Is there a specific laquer that would be best for woodburnings? Or if not, maybe one that is best for softer woods like the basswood and birch i have been using?

Sent from my LG-H932 using Tapatalk


----------



## difalkner (Jan 3, 2012)

Welcome to the forum, Michael!

Nearly any rattle can lacquer will be Nitrocellulose and should work just fine. Over time, a long time, it will yellow slightly but not a lot and probably not enough to be concerned about.

David


----------



## forbes617 (Jun 23, 2018)

difalkner said:


> Welcome to the forum, Michael!
> 
> Nearly any rattle can lacquer will be Nitrocellulose and should work just fine. Over time, a long time, it will yellow slightly but not a lot and probably not enough to be concerned about.
> 
> David


Great. Thank you!

Sent from my LG-H932 using Tapatalk


----------



## chessnut2 (Sep 15, 2011)

Wow, that looks like you did a lot of intensive work there. They really look good!


----------



## DesertRatTom (Jul 3, 2012)

You did these? These are really nice images. I agree on the spray lacquer. However, I'd suggest you take some scrap and burn some patters into it and test spray first to see how it affects the appearance once dry. The burned in image, after all, is really ash.


----------



## forbes617 (Jun 23, 2018)

DesertRatTom said:


> You did these? These are really nice images. I agree on the spray lacquer. However, I'd suggest you take some scrap and burn some patters into it and test spray first to see how it affects the appearance once dry. The burned in image, after all, is really ash.

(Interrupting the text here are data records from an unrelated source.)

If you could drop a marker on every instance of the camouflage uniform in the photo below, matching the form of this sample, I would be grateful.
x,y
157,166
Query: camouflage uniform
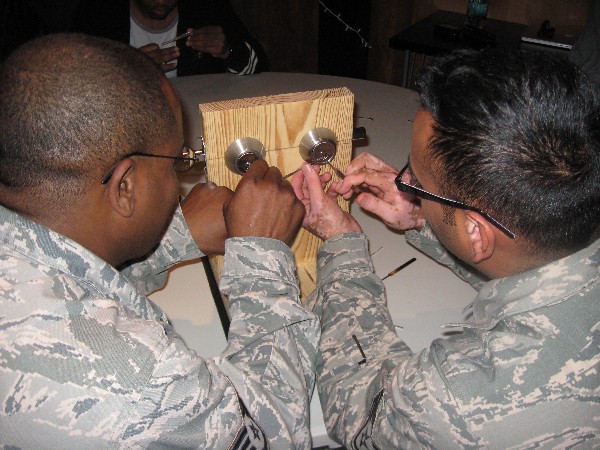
x,y
524,373
88,361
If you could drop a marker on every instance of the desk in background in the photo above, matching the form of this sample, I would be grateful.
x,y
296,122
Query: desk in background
x,y
421,297
420,37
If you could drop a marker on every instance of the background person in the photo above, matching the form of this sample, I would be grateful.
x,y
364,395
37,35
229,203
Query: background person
x,y
88,184
503,182
219,41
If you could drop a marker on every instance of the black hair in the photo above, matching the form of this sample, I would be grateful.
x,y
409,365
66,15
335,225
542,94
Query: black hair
x,y
71,105
517,134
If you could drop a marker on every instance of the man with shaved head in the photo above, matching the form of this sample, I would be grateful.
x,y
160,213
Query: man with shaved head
x,y
90,221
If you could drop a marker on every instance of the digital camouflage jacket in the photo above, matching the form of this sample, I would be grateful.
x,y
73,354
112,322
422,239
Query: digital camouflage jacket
x,y
88,361
523,373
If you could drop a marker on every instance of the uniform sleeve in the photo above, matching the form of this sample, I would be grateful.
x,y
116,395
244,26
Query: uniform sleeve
x,y
177,245
272,341
375,392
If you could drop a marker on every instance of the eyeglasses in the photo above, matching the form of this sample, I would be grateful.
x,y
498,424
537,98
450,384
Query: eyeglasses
x,y
417,191
184,162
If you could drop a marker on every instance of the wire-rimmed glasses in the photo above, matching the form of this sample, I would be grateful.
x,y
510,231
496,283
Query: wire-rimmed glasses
x,y
185,161
416,190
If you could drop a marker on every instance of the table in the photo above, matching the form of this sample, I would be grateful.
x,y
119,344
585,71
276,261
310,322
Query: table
x,y
421,297
420,37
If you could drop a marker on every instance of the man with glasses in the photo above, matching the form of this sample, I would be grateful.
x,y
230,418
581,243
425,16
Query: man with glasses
x,y
503,186
90,145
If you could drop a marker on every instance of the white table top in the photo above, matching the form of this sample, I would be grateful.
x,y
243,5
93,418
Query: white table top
x,y
421,297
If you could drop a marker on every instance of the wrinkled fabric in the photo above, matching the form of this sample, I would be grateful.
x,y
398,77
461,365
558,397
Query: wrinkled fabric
x,y
88,361
523,373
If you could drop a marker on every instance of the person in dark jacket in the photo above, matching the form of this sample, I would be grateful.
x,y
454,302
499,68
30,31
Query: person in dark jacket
x,y
217,40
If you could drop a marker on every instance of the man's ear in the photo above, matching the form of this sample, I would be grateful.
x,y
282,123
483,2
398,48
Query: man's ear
x,y
480,235
121,188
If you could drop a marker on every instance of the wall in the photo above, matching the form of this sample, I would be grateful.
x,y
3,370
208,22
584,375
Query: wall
x,y
288,29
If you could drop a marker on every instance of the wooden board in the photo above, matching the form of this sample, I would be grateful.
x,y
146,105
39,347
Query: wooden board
x,y
279,122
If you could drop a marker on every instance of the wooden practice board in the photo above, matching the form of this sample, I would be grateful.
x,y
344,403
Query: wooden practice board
x,y
279,122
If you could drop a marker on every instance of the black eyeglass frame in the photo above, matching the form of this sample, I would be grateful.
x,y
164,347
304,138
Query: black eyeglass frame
x,y
421,193
198,156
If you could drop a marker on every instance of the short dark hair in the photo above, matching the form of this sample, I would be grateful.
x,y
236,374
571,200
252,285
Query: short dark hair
x,y
71,105
517,134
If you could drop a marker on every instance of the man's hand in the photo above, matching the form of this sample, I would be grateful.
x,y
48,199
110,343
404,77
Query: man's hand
x,y
162,56
203,212
397,209
324,217
264,205
209,40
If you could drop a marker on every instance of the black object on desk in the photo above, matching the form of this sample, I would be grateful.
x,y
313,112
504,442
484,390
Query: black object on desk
x,y
443,31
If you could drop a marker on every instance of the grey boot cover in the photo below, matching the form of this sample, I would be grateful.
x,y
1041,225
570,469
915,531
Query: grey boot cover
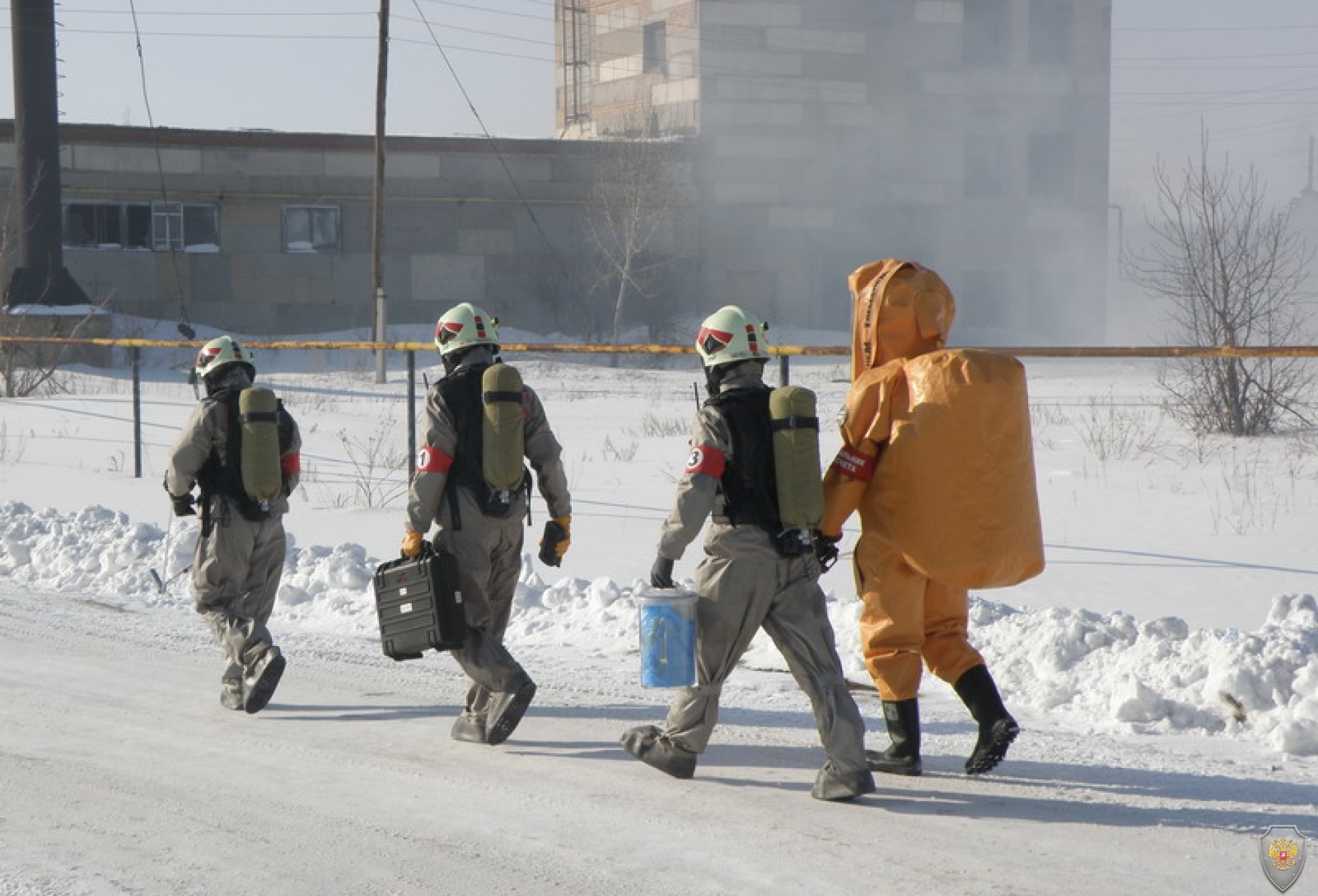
x,y
469,727
506,709
650,746
837,785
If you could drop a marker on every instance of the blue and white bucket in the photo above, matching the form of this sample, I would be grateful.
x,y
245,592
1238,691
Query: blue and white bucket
x,y
667,638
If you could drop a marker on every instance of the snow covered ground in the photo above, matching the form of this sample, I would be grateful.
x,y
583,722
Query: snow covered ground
x,y
1163,669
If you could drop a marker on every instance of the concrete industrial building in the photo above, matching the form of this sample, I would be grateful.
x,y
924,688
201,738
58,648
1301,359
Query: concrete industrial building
x,y
970,135
787,142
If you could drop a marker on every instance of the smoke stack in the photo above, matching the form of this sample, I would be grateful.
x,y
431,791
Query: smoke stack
x,y
41,279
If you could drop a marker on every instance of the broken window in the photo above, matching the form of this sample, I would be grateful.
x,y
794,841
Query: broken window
x,y
986,33
161,226
1051,32
655,47
1051,163
311,228
986,165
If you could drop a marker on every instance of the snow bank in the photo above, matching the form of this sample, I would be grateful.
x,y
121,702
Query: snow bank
x,y
1088,669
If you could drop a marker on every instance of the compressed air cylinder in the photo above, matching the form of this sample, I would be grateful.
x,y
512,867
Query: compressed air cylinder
x,y
258,416
502,440
796,458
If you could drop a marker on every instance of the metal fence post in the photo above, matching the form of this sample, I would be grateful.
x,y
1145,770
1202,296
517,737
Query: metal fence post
x,y
411,414
136,355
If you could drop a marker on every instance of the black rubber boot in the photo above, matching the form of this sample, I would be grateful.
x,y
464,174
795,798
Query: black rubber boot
x,y
903,755
996,727
258,684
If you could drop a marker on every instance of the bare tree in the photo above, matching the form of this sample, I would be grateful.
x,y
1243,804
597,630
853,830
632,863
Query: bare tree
x,y
1234,273
632,215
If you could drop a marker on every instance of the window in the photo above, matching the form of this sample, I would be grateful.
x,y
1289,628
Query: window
x,y
986,165
311,228
1051,165
107,226
1051,32
986,33
655,49
161,226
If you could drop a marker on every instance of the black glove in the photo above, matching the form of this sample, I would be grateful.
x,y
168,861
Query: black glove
x,y
185,505
661,574
825,550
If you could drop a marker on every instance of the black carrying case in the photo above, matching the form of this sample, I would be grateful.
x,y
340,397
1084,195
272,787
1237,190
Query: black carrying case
x,y
420,605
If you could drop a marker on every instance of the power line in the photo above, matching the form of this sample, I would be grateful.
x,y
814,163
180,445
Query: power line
x,y
160,166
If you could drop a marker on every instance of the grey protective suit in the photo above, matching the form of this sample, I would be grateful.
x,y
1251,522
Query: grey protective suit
x,y
237,563
743,585
488,548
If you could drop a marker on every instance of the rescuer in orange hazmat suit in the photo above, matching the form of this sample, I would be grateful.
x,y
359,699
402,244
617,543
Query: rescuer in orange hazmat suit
x,y
936,456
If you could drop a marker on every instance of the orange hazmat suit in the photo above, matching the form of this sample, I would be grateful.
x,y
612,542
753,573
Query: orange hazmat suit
x,y
936,458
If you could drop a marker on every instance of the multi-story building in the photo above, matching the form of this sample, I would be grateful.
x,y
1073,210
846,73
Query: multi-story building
x,y
969,135
270,233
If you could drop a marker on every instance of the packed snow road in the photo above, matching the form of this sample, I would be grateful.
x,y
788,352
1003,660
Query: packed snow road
x,y
121,774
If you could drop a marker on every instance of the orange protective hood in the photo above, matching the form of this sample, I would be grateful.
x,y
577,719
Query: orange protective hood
x,y
903,310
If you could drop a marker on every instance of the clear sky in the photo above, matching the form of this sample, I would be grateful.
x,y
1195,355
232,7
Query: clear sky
x,y
1247,70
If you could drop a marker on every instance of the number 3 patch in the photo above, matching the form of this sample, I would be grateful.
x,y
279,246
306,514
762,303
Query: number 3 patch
x,y
706,460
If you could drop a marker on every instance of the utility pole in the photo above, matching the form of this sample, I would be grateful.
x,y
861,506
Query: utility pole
x,y
377,218
41,279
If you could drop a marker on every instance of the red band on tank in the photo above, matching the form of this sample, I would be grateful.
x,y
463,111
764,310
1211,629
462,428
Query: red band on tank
x,y
706,460
853,464
432,460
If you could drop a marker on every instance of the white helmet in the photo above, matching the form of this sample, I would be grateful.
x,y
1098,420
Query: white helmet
x,y
465,326
731,335
221,353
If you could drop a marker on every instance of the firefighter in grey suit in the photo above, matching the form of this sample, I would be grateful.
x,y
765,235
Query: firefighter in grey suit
x,y
483,527
749,579
240,551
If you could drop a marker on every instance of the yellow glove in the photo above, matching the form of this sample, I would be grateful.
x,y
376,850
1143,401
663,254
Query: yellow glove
x,y
554,543
411,543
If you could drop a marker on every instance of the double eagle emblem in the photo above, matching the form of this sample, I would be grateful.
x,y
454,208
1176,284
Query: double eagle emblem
x,y
1281,850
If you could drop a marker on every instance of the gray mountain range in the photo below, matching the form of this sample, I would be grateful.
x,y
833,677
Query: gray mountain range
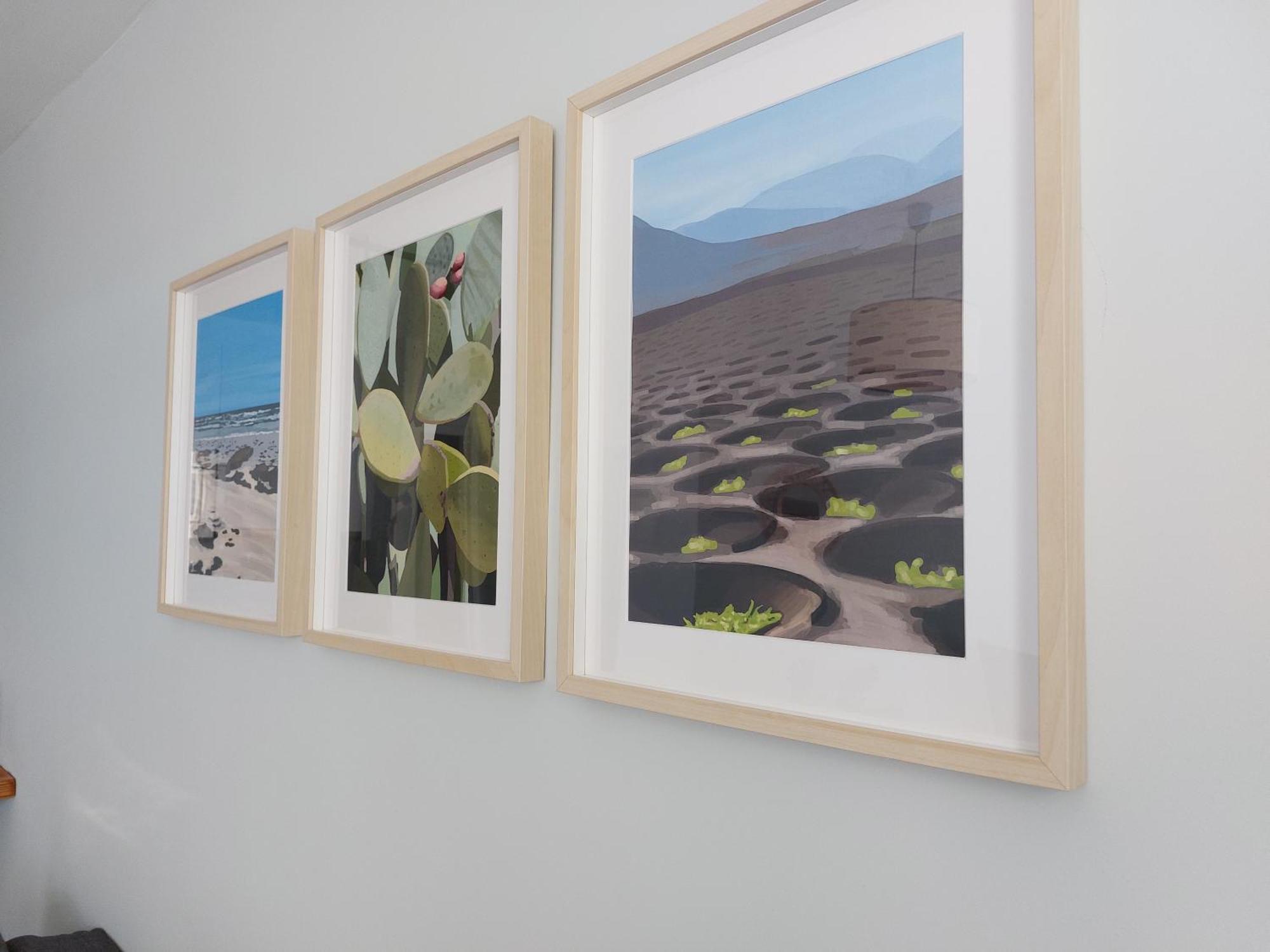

Yes. Thank you. Each one took me about 10-12 hours. I'm still learning how to use the tool so maybe it has taken me a little longer than it should.

Thanks for suggesting the test pieces. Ill so that to make sure the final product looks the way I want it too.

Sent from my LG-H932 using Tapatalk


----------



## ksidwy (Jul 13, 2013)

Welcome Michael!
Excellent job! Congrats!!!


----------



## marecat3 (Nov 30, 2010)

Welcome aboard. They look great and for the work you did I don't think the hours you spent were off.


----------



## SaraHandcraft (Jun 22, 2018)

Amazing work and very impressive handcraft, I will try this technique someday


----------



## trankuil (Nov 19, 2018)

They look brilliant! Great work...


----------



## Frank Kerman (Feb 2, 2020)

Interesting post! Thank you.


----------



## woody123444 (Sep 25, 2020)

Great work


----------